Thawing: In the final stage, shoulder mobility gradually improves and pain diminishes. Full recovery can take several months to years, with some individuals experiencing ongoing stiffness and limited range of motion.
It's important to note that individual experiences with frozen shoulder can vary greatly and some people may recover more quickly or slowly than others.
What are your treatment options?
Evidence suggests early intervention can help shorten the duration of symptoms and improve outcomes. Treatment should aim to alleviate pain, improve shoulder mobility, and restore function.
Physiotherapy is the cornerstone of Adhesive Capsulitis management. Exercise, stretching techniques and manual therapy are employed to improve shoulder mobility and reduce pain. Physiotherapy should include education and a home exercise program.
Medications: Nonsteroidal anti-inflammatory drugs (NSAIDs), such as ibuprofen or diclofenac, may be prescribed to help alleviate pain and reduce inflammation.
Hydrodilatation involves injecting cortisone and a sterile solution (usually saline) into the shoulder joint. The cortisone has anti-inflammatory and pain-relieving effects while the saline stretches the capsule and helps break up adhesions. This procedure is performed by a medical professional under imaging guidance. Click HERE to read Dr Krishant Naidu blog on Adhesive Capsulitis.
Manipulation Under Anesthesia (MUA): In cases where more conservative treatments have failed to improve shoulder mobility, manipulation under anesthesia (MUA) may be considered. During MUA, the patient is placed under anesthesia, and a doctor manipulates the shoulder to break up adhesions and improve range of motion.

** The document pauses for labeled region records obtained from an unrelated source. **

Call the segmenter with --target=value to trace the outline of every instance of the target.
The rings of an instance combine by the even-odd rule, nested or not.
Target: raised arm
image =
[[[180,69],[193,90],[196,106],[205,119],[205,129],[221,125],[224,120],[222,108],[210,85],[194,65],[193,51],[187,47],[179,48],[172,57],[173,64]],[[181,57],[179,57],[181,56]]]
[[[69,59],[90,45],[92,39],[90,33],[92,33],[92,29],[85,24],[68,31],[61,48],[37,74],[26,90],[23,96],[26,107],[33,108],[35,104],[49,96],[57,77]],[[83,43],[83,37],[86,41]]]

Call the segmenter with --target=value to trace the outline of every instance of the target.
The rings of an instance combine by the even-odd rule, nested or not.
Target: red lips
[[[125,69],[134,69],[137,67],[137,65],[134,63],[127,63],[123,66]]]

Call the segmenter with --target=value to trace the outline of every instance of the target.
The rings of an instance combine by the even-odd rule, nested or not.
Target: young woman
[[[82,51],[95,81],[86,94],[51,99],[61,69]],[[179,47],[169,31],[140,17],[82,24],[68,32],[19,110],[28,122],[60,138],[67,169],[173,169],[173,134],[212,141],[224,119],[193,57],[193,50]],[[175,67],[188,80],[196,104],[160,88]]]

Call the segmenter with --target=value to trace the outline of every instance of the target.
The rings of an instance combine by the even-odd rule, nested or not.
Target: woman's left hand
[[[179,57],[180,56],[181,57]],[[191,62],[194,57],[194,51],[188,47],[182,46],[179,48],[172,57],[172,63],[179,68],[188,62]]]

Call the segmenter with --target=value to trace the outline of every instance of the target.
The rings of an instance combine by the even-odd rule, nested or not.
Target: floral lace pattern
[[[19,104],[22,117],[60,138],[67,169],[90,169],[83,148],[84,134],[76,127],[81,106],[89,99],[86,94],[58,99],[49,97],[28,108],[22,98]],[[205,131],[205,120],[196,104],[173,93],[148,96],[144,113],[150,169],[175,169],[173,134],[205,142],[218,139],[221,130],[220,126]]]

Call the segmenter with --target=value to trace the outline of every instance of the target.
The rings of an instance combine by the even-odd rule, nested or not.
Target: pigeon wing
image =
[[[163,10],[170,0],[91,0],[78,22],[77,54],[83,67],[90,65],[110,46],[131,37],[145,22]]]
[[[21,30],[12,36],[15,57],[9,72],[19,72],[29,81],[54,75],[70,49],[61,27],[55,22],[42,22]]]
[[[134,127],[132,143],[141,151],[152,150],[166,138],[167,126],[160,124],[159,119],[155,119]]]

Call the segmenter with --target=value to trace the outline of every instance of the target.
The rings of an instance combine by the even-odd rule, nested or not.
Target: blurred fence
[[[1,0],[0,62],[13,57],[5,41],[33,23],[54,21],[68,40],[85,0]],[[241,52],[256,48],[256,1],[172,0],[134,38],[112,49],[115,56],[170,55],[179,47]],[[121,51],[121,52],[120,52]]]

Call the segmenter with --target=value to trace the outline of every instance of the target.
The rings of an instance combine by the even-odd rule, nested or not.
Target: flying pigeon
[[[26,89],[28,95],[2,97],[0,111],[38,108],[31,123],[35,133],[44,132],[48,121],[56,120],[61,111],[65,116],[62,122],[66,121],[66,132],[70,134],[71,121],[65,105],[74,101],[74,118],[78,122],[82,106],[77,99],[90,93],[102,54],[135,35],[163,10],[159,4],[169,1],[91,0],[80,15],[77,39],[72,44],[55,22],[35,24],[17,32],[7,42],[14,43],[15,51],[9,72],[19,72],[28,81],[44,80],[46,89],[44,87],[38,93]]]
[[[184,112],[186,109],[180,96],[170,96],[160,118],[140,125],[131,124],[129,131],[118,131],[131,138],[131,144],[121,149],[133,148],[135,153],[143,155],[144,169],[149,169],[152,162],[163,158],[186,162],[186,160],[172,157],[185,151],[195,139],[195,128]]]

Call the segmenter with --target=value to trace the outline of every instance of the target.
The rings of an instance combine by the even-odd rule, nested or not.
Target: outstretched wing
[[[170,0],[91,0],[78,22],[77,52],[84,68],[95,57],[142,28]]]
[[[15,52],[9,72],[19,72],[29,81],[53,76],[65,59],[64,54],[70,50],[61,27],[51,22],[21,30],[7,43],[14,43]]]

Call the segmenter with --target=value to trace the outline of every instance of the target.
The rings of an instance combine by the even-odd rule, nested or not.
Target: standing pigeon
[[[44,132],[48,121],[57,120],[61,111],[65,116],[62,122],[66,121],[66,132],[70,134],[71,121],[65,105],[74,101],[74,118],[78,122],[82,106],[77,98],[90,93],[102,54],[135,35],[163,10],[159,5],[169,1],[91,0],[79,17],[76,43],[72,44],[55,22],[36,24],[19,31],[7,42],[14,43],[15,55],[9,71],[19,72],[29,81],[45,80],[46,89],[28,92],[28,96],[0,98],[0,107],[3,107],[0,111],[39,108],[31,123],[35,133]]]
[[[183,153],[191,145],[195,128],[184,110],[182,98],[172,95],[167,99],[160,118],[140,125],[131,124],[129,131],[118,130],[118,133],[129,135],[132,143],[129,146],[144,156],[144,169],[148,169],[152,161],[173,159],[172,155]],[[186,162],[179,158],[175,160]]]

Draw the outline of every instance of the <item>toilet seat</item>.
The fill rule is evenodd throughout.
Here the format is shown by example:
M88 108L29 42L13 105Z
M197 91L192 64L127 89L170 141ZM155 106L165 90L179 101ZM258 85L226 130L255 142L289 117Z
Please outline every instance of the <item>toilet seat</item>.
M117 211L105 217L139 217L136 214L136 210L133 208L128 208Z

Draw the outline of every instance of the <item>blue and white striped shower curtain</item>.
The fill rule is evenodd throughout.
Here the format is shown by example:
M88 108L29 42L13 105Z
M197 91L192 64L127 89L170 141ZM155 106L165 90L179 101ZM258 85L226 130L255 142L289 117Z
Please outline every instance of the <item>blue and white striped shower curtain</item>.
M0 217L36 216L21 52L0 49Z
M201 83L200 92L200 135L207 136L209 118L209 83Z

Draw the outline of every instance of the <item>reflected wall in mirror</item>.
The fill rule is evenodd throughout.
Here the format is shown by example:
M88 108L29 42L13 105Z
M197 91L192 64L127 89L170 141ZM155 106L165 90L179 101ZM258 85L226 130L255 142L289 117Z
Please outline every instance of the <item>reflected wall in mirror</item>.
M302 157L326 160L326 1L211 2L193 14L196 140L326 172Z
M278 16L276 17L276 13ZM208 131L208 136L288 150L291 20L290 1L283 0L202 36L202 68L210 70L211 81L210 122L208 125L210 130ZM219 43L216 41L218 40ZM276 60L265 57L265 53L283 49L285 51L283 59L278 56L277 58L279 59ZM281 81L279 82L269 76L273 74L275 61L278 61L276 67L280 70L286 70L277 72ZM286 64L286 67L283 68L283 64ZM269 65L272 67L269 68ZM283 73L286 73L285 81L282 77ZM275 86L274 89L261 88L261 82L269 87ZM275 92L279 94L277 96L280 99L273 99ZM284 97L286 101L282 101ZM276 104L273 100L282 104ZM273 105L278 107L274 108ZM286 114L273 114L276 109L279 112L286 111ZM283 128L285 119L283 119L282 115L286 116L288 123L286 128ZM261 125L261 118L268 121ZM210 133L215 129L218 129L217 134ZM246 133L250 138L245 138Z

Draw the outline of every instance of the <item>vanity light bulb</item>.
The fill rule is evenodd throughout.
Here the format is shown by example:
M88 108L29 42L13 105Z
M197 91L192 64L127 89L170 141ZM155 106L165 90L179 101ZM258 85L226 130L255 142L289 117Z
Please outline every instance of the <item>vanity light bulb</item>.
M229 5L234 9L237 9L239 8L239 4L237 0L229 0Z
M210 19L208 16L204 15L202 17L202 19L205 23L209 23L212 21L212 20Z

Surgical Intervention: In rare cases where other treatments have been ineffective, surgical intervention may be necessary to release the tight capsule and restore shoulder mobility.
It's important to note that the treatment selection depends on individual patient factors, including the severity of symptoms, patient health and comorbidities, and patient goals. A comprehensive approach involving collaboration between the patient, doctor and physiotherapist is recommended for the best outcome.